This is a pivotal moment, and our leaders must act — we must respond decisively to one of the most pressing and urgent humanitarian crises in the world today, and stand alongside those fleeing persecution and violence.
Luckily, there are some in Congress who have been showing leadership, and demonstrating that on the issue of human rights, there is simply no place for party. Both the House and Senate have sent bipartisan letters urging action for the devastating plight against the Rohingya. And in October, both the Senate Foreign Relations Committee and the House Foreign Affairs Committee held public hearings.
Now, there is bipartisan legislation recently introduced in both the House (H.R. 4223) and Senate (S. 2060) which ramps up the pressure. If passed and signed by the President, it would significantly increase the pressure on the Myanmar military officials responsible for these terrible atrocities and prompt investigations and possible prosecutions of war criminals, and require reporting on ethnic cleansing, and other crimes against humanity, including genocide, taking place.

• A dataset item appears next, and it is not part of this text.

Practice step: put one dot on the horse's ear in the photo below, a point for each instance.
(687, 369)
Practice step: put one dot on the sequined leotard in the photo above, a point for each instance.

It would prohibit U.S. military cooperation with Myanmar’s military, and further hold Myanmar to account by requiring cooperation with the U.N. fact-finding mission, access to humanitarian aid groups, and extending civil and political rights, to include citizenship, to the Rohingya.
In addition to other legislative efforts, including a bipartisan resolution in the House, some members of Congress are demonstrating that the U.S. government will not stand by while so many suffer.
As Secretary of State Rex Tillerson visits Myanmar this week, and meets with those who have the power to change course there, we hope that he will be forceful in his call for an immediate end to this violence and call this crisis what it is — ethnic cleansing — including the forced displacement of a people from their home. Secretary Tillerson, along with President Trump and the international community, must send a clear message that these vicious acts of violence and persecution will not go unchecked and those responsible will be held accountable.
We must condemn these crimes against humanity, and stand alongside those facing persecution. But we must also act, and do something to end them — once and for all.